I’m undiagnosed because I had really bad experience in 2019. I got a diagnostic assessment and scored really highly on all the tests, but at the last appointment they said they weren’t going to give me a diagnosis.

They said that was because my cerebral palsy made it difficult to socialise anyway (not true) and sent me away with a leaflet for social prescribing, regardless of what I’d showcased during the assessment.

I want to keep fighting for a diagnosis, but since this was in 2019 Covid-19 happened shortly after and I haven’t been able to go back since. However, because I was suffering so much me and my family decided to make the relevant accommodations at home, and now I’m much happier.

The Disney film Frozen is my special interest, because it’s all about a girl with unique abilities realising that what makes her different and sometimes ostracised is actually what makes her powerful.

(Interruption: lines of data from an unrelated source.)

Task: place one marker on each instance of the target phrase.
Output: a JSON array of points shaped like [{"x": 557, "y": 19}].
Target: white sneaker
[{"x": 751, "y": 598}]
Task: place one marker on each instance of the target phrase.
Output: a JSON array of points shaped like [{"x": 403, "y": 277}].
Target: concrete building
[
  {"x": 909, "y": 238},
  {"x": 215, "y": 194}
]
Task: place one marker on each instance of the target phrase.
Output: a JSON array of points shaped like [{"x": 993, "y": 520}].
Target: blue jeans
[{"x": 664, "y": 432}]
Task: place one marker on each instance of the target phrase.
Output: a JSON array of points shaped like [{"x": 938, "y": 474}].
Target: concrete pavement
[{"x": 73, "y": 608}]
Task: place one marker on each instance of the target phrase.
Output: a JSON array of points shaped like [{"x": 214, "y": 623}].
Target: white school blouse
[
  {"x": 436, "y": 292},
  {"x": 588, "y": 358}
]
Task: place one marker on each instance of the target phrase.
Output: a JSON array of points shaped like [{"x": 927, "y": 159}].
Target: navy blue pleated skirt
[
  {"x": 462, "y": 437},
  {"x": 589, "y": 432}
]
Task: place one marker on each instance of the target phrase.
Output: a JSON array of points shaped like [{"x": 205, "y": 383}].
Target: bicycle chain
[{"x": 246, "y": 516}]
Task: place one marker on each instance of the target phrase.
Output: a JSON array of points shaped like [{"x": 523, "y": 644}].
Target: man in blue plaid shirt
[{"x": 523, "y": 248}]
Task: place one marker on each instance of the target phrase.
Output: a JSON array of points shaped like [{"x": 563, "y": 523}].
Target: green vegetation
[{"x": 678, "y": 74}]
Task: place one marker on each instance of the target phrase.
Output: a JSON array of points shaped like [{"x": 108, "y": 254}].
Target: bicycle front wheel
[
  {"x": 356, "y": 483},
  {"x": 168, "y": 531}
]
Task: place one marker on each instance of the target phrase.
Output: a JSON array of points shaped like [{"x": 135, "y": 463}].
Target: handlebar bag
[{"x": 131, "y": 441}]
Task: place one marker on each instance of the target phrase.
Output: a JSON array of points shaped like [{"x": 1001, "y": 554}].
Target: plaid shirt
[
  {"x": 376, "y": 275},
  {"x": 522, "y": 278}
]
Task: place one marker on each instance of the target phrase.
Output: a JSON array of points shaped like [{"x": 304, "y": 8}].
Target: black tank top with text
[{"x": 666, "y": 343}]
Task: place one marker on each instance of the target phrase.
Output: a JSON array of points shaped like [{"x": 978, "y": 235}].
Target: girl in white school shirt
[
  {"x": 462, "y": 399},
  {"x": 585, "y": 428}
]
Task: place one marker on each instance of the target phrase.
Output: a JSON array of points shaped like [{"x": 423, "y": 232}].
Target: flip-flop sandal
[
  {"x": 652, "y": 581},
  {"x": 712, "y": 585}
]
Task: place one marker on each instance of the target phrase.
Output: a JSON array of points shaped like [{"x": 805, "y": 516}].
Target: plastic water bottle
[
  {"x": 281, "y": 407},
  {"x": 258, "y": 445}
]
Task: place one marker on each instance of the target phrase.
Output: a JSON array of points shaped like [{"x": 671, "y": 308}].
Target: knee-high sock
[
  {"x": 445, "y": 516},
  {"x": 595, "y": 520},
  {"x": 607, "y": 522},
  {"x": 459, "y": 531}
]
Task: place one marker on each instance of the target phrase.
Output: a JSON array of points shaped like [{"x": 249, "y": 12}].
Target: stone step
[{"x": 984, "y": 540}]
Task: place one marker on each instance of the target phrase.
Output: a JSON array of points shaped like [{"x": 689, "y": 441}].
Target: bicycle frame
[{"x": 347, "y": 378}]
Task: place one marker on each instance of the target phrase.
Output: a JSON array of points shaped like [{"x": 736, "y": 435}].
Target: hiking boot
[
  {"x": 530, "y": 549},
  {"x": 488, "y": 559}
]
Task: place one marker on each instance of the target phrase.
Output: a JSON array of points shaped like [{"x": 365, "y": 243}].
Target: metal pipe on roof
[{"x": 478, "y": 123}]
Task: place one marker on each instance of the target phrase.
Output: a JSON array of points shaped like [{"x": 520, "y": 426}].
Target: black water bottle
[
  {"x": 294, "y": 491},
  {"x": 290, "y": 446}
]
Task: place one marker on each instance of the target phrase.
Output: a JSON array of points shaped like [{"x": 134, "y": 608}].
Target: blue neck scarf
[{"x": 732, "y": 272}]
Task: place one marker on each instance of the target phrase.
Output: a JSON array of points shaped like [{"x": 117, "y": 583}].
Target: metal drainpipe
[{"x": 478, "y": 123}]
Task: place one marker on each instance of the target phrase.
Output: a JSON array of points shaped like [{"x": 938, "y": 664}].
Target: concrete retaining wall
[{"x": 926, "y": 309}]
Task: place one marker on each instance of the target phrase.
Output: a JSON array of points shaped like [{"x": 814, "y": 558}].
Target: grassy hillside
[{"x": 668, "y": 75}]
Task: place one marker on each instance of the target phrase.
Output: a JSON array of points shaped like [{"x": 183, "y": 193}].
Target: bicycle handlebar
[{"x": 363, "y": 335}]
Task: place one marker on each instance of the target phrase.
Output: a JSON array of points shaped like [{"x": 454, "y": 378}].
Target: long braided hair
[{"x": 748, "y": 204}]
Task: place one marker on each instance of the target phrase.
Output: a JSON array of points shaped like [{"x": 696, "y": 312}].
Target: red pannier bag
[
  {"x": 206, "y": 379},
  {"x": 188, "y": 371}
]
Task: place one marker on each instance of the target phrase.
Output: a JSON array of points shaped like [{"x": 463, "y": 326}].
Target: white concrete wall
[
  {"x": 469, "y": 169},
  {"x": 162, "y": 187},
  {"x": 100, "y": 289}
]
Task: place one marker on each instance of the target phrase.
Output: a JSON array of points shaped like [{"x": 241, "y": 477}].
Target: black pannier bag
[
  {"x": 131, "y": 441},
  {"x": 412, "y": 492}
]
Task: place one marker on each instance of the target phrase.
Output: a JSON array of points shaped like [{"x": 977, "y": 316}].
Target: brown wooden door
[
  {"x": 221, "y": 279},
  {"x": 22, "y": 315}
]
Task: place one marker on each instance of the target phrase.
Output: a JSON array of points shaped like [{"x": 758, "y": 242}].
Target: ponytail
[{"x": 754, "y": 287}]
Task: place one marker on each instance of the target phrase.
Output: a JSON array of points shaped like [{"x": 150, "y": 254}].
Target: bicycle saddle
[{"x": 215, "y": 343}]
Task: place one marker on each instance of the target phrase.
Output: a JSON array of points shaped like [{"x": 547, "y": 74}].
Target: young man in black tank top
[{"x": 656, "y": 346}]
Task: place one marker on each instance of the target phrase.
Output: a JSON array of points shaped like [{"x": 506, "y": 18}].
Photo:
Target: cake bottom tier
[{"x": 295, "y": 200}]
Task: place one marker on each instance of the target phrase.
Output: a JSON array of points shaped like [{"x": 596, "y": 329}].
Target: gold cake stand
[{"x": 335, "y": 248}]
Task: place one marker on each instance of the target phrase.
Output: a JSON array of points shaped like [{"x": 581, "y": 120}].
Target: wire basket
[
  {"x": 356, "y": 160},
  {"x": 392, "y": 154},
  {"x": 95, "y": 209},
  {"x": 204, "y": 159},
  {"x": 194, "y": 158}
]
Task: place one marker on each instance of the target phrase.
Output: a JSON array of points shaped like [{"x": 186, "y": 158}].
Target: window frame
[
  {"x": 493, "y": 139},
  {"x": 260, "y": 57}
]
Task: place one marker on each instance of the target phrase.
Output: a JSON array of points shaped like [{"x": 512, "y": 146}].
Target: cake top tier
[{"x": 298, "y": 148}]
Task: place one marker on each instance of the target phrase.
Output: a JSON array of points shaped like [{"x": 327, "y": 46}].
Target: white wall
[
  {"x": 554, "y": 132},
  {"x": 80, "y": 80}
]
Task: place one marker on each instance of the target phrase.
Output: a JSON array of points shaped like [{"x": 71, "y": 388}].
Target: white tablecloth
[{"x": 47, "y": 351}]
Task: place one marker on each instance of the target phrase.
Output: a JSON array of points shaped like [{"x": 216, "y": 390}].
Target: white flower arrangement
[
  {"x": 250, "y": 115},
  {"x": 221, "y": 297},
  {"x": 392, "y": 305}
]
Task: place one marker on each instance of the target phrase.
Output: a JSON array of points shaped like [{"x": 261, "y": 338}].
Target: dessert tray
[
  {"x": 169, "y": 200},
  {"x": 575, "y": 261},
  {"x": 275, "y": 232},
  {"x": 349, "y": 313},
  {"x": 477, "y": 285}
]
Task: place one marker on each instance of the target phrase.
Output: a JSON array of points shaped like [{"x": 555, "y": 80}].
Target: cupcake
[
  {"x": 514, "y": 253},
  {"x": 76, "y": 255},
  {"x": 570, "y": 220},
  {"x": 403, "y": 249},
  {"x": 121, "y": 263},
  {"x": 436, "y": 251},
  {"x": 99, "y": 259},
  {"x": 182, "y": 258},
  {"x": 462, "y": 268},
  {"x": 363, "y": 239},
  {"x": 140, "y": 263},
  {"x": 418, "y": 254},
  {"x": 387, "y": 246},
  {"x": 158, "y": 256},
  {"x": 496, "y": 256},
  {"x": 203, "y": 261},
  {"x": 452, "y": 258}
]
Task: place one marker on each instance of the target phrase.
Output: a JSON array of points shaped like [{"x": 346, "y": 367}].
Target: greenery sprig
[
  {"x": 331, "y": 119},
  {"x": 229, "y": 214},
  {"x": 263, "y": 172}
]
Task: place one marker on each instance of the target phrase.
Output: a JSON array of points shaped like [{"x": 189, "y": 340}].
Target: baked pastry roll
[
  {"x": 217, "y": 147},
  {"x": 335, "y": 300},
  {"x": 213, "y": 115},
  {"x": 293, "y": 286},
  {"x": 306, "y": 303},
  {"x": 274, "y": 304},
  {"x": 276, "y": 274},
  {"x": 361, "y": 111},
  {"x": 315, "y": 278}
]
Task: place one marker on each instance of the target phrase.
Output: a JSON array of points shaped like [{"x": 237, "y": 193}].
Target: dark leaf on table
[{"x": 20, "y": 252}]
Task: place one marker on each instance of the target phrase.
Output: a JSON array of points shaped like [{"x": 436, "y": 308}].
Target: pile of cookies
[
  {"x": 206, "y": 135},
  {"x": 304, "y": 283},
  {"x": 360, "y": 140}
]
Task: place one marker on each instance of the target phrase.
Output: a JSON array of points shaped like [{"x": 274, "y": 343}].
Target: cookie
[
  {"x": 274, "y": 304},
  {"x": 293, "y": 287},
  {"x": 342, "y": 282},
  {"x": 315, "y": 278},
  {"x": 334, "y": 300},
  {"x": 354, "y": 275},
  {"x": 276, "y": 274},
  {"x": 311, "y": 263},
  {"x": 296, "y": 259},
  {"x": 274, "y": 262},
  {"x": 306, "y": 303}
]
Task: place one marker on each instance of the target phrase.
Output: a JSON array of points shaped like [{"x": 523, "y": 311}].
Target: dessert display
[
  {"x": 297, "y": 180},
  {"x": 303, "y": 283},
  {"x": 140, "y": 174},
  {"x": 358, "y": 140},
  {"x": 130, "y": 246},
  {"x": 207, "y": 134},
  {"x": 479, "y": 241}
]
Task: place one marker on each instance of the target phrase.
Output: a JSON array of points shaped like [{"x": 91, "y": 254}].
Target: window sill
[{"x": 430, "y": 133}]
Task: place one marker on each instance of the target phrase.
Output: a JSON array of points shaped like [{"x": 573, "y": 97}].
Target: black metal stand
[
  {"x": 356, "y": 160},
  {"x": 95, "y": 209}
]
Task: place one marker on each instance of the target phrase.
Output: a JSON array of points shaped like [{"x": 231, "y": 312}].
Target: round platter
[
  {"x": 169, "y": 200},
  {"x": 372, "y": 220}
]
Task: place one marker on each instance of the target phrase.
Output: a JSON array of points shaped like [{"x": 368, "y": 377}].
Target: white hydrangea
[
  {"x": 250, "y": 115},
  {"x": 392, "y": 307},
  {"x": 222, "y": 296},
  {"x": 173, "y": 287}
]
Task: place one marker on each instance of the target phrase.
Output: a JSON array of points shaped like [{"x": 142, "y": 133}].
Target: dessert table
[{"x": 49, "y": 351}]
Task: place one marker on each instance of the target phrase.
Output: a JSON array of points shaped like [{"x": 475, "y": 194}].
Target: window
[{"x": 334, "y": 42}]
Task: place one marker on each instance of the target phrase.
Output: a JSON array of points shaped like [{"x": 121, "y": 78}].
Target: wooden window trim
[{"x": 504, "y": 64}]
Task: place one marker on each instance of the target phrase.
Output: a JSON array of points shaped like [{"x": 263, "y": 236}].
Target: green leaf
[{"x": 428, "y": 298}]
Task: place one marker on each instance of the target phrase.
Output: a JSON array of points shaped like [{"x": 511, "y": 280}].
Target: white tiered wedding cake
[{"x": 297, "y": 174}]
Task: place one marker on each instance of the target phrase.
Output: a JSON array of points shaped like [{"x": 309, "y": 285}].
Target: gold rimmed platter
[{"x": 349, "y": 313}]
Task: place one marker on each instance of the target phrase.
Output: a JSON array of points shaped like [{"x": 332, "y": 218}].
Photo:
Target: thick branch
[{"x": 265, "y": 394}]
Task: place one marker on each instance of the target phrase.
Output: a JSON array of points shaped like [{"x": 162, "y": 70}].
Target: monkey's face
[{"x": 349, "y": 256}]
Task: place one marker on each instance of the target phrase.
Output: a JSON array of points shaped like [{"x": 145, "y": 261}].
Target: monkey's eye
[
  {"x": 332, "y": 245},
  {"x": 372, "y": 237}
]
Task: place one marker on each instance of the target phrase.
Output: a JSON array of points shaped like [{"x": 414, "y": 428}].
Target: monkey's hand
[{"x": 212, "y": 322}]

And on Sunday July 24, thanks to Huddersfield-based company Perfectly Princess Events, I finally got to meet the snow queen herself!

We sang and read stories together whilst she painted snowflakes on my cheeks and giggled over our matching outfits!

We talked about how her going to find the answers about her powers was like me still trying to get my autism diagnosis, and how it’s okay to be yourself regardless of what others say.

I told her I didn’t have a best friend and she said that was okay because she was my best friend now. I gave her a friendship bracelet that splits in half (we each have a side) and she put a snowflake she made herself onto a necklace for me!

I shared my experience in some of my favourite Facebook and Reddit groups, and together, the posts have amassed 7,976 likes and more are pouring in.

It’s so great to be able to spread joy like this, and I want to be able to spread it a little further. I was talking to a member of one of the groups and he said that, as an autistic man, he was afraid to be himself because of what people would think, that they would mock.

It made me realise that due to a lack of acceptance and diagnoses (especially for girls) so many autistic people are suffering in silence.

I’d like to bring awareness to that, and highlight that although there are flaws in the diagnostic process, we need to be brave and show the world who we truly are.

Regardless of our differences, we are all worthy of equality, love and acceptance, and we shouldn’t have to conceal our true selves for fear of society’s judgement. It’s time to let it go.